Skip to content

Frustration: no one's answering my call!

Browse this blog post

If a contract has been frustrated both parties are discharged from their future obligations and the subject matter of the contract may be destroyed (Taylor v Caldwell). Unsurprisingly, therefore, the threshold to establish frustration is high. Frustration depends on a so-called “supervening event” occurring which renders future performance radically different from what the parties had envisaged when forming the contract. The event must be one which arises without blame or fault on any side (Tsakiroglou v Noblee Thorl [1962] AC 93). The courts will not invoke frustration “to relieve contracting parties of the normal consequences of imprudent commercial bargains” (Pioneer Shipping v BTP Tioxide Limited). What constitutes a normal consequence is a question of foreseeability.
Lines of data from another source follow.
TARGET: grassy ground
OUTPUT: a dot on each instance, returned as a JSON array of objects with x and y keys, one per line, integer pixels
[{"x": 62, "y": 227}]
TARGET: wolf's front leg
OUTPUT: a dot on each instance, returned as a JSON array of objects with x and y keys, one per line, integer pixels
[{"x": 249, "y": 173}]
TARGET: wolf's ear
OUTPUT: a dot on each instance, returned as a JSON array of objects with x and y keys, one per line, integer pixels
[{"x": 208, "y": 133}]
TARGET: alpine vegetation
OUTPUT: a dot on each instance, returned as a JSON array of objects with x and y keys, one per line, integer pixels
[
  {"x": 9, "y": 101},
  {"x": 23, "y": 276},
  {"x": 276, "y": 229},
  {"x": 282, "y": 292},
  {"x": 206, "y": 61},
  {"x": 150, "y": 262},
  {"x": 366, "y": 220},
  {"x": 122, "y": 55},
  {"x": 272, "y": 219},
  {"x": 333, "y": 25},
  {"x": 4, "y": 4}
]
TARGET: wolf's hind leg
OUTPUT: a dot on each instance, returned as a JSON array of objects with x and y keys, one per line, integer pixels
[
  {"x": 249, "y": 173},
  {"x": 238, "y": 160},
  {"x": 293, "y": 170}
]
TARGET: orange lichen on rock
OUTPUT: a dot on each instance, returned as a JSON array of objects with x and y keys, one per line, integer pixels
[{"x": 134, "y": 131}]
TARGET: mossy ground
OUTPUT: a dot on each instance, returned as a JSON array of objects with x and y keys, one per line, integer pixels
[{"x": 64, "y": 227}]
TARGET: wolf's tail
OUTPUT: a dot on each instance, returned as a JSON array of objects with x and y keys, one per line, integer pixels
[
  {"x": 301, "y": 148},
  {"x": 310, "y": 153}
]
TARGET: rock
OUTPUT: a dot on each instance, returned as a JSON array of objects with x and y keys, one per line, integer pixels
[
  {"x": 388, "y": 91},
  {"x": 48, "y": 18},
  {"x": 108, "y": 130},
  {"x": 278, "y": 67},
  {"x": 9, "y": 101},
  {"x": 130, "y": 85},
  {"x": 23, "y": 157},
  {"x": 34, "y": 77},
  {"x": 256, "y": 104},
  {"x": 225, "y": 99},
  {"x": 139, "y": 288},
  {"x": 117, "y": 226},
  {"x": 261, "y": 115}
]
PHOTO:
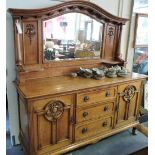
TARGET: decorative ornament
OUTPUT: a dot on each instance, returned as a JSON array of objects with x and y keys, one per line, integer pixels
[
  {"x": 54, "y": 110},
  {"x": 30, "y": 31}
]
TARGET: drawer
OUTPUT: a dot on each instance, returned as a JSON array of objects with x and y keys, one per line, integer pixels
[
  {"x": 67, "y": 100},
  {"x": 93, "y": 128},
  {"x": 84, "y": 114},
  {"x": 96, "y": 96}
]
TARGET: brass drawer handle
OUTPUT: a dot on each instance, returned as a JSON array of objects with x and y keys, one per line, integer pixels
[
  {"x": 104, "y": 124},
  {"x": 85, "y": 114},
  {"x": 107, "y": 94},
  {"x": 86, "y": 98},
  {"x": 84, "y": 130},
  {"x": 106, "y": 108}
]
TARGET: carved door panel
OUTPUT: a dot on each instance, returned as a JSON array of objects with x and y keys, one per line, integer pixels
[
  {"x": 128, "y": 103},
  {"x": 54, "y": 125}
]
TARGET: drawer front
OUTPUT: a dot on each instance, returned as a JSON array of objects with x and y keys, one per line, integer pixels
[
  {"x": 95, "y": 96},
  {"x": 84, "y": 114},
  {"x": 41, "y": 103},
  {"x": 93, "y": 128}
]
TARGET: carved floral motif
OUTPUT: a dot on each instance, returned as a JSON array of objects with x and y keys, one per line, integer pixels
[
  {"x": 54, "y": 110},
  {"x": 129, "y": 93}
]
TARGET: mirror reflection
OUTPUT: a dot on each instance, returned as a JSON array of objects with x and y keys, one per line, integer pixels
[{"x": 72, "y": 36}]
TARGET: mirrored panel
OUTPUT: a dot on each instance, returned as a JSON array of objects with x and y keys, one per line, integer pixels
[{"x": 72, "y": 36}]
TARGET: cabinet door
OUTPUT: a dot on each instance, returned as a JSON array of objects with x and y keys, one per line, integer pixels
[
  {"x": 53, "y": 124},
  {"x": 128, "y": 103}
]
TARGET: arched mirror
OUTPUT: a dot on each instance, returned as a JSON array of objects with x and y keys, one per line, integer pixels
[{"x": 72, "y": 36}]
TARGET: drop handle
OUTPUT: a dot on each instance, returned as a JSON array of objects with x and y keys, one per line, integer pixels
[
  {"x": 107, "y": 94},
  {"x": 85, "y": 114},
  {"x": 86, "y": 98},
  {"x": 106, "y": 108},
  {"x": 84, "y": 130},
  {"x": 104, "y": 124}
]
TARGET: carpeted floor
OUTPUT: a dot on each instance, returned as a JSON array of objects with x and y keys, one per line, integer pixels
[{"x": 123, "y": 143}]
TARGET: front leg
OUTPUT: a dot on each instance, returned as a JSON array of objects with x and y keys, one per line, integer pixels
[{"x": 134, "y": 131}]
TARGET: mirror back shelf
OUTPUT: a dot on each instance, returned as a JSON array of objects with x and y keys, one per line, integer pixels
[{"x": 60, "y": 39}]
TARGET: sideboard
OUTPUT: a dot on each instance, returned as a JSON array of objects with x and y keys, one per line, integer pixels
[{"x": 58, "y": 112}]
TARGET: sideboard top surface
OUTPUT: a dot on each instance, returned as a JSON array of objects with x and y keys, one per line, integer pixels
[{"x": 65, "y": 84}]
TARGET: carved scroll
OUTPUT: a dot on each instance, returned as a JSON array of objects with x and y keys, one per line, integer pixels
[{"x": 54, "y": 110}]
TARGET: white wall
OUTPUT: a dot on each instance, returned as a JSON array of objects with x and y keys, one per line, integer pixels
[{"x": 120, "y": 8}]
This approach has was endorsed last week by the Court of Appeal in Armchair Answercall v People in Mind. There, a contract for services was commercially undermined when third party franchisees refused to agree to vary the way the business was carried out. The question for the court was whether frustration had occurred, given that the existing franchisees had stopped participating. The Court of Appeal held that it had not. People in Mind had a broad role under the contract. It was to support Armchair Answercall in moving the business to a new management model which covered both existing franchisees and potential new customers. As to whether there had been a supervening event, the contract had not anticipated that the franchisees would withdraw, but such a thing was nonetheless foreseeable. It was clear that the franchisees might object to the changes. Negotiation about this was always going to be delicate and complex. The franchisees could not be compelled to agree to the change and the failure to persuade them to do so was no one’s fault. What had happened was a real possibility which could have been anticipated. The inference was therefore that “one or other party [had] assumed the risk of the occurrence of the event” (Commercial Corp v Tsavliris).

As previous cases show, if you don’t make express provision for an eventuality, you may bear the risk of being left with a contract that is difficult or very expensive to perform.